The Partnership coalition has been running ads against Medicare for All and public option proposals from the Democratic candidates.
While the Partnership over the past 16 months has highlighted the problems with Medicare for All and other proposals, Madara said the AMA has decided to move on. “Missing in the recent debate is an ongoing discussion of practical solutions that will result in more affordable insurance options,” Madara said.
“The AMA decided to leave the Partnership for America’s Health Care Future so that we can devote more time to advocating for these policies that will address current coverage gaps and dysfunction in our healthcare system,” he said.

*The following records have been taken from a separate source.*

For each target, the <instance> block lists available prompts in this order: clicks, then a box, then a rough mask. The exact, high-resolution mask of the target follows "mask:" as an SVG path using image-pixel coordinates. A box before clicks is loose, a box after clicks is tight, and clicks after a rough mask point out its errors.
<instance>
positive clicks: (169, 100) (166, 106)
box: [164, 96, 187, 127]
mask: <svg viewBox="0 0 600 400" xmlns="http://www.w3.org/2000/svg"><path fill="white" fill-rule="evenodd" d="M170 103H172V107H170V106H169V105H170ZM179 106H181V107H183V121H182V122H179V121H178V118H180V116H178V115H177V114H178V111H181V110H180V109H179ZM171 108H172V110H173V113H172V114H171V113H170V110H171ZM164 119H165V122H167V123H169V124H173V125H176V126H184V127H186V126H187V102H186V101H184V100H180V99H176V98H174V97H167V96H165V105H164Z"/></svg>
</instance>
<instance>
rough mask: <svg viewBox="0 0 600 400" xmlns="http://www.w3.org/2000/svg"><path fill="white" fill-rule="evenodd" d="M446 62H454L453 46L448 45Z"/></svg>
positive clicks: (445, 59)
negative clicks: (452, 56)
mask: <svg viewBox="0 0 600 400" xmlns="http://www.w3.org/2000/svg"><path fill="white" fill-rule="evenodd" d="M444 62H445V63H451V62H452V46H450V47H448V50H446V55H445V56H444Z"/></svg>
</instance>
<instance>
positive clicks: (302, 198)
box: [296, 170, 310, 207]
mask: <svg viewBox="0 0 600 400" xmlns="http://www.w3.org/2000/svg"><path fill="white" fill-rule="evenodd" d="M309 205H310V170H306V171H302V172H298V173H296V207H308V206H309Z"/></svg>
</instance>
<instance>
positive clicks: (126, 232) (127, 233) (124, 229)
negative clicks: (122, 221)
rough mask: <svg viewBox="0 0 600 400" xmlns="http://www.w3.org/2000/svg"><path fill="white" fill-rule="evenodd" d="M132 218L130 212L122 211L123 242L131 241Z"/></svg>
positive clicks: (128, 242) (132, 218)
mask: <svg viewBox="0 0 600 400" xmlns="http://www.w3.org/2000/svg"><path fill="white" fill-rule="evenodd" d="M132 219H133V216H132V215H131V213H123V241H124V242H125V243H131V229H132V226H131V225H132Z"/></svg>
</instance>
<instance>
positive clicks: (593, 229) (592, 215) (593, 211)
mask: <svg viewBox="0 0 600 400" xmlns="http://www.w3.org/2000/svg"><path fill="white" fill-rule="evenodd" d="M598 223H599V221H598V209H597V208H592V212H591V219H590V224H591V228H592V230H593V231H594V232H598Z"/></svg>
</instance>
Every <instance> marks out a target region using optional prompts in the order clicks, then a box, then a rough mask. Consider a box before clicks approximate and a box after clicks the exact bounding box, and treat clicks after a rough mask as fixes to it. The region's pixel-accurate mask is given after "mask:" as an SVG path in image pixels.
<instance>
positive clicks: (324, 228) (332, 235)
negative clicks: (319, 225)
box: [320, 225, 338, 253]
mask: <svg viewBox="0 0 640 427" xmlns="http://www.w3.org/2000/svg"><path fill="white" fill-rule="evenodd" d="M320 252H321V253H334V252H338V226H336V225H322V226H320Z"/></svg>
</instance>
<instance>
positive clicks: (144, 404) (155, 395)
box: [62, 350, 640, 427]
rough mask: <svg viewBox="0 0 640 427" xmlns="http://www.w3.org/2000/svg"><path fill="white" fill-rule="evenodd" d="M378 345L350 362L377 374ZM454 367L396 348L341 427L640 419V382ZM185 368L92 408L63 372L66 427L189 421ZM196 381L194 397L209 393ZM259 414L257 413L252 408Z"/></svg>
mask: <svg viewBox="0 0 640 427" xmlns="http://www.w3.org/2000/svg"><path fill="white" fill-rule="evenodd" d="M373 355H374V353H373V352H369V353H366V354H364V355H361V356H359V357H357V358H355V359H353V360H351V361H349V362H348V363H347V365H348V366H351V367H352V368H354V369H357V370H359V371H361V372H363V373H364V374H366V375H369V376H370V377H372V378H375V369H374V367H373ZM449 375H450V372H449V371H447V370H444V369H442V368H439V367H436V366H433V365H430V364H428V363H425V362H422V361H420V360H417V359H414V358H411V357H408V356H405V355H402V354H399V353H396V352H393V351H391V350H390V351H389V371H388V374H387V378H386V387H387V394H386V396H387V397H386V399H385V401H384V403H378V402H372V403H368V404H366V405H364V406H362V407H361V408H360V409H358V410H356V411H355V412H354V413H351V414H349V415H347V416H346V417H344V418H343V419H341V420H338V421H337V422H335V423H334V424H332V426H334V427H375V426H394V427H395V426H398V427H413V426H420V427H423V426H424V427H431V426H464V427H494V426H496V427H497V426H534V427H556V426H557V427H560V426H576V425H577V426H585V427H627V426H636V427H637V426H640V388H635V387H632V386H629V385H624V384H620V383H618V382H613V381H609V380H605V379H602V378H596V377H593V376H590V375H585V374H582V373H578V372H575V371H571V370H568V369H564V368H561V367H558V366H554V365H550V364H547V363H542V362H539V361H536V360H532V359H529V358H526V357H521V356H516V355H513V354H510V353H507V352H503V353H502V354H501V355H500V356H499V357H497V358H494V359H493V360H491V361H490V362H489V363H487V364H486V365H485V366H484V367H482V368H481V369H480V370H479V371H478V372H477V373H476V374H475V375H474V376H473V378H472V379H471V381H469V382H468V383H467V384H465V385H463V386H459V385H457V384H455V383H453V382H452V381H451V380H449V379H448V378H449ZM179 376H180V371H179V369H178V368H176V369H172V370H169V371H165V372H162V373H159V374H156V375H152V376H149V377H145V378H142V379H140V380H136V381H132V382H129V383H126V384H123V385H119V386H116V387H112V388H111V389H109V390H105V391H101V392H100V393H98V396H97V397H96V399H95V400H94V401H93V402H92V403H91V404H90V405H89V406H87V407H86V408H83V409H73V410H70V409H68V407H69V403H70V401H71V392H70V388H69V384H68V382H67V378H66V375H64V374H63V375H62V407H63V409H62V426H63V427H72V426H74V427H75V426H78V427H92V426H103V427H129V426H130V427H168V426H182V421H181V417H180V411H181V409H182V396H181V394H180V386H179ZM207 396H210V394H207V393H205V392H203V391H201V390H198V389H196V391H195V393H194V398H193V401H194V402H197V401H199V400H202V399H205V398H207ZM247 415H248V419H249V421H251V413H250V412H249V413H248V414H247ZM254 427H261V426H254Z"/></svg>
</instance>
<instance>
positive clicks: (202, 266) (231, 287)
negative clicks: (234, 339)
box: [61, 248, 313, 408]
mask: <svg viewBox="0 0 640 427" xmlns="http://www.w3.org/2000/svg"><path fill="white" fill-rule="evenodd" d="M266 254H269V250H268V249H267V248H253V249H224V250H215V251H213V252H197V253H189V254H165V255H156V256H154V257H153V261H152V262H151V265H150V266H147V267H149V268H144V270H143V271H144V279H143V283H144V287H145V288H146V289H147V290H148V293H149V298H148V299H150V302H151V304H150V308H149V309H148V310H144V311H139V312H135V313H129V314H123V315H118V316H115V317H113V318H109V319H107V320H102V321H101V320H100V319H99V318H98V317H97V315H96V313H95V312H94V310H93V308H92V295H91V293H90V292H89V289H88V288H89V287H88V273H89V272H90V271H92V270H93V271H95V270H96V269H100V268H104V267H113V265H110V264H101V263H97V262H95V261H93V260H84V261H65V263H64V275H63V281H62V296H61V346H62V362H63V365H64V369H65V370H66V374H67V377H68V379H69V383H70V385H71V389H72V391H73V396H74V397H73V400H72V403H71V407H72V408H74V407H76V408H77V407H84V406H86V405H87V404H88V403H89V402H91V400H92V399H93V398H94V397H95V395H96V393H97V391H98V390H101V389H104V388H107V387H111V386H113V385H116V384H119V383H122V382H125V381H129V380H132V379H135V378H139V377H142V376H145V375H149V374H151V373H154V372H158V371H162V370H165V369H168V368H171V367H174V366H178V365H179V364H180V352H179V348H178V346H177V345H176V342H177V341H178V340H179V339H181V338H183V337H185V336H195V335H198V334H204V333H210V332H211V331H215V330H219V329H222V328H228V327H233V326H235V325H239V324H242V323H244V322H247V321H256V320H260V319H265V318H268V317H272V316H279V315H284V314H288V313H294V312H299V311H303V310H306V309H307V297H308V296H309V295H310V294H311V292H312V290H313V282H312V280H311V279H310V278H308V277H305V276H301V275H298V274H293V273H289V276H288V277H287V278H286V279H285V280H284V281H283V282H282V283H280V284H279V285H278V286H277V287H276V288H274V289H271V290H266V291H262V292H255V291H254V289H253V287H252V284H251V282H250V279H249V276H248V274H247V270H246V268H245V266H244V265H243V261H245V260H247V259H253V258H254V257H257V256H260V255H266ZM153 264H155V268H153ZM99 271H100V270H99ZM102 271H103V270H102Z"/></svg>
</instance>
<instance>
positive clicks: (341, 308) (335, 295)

“Today, too many individuals and families who do not have employer-sponsored insurance and are ineligible for government subsidies face costly premiums and high deductibles that restrict their access to care. Action is needed now to assist this population without disrupting coverage that works for most Americans. Additional policy improvements will further the goal of expanding coverage and offering more affordable options for the uninsured and those struggling to secure meaningful health insurance coverage,” he said.
The Partnership for America’s Health Care Future still has major industry groups that are members of the coalition, including the American Hospital Association and America’s Health Insurance Plans.
“Our diverse and fast-growing coalition strongly agrees with the American Medical Association that Medicare for all is the wrong approach for America’s healthcare and we have appreciated the opportunity to work with them throughout the past year," the Partnership said in an emailed statement.
“The Partnership for America’s Health Care Future continues to represent clinicians, patient groups, community hospitals, health insurance providers, biopharmaceutical companies, employers and business organizations committed to working together on real solutions that work for every American,” the group said.
“We support building on the strength of employer-provided health coverage and preserving Medicare, Medicaid, and the proven solutions that hundreds of millions of Americans depend on. Government-run systems such as Medicare for all, Medicare buy-in or the public option would be one-size-fits-all systems for every American—young or old, sick or healthy—that lead to increased costs, longer wait times and a lower quality of care for everyone, while healthcare decisions are shifted away from doctors and patients to politicians and bureaucrats in Washington,” the group said.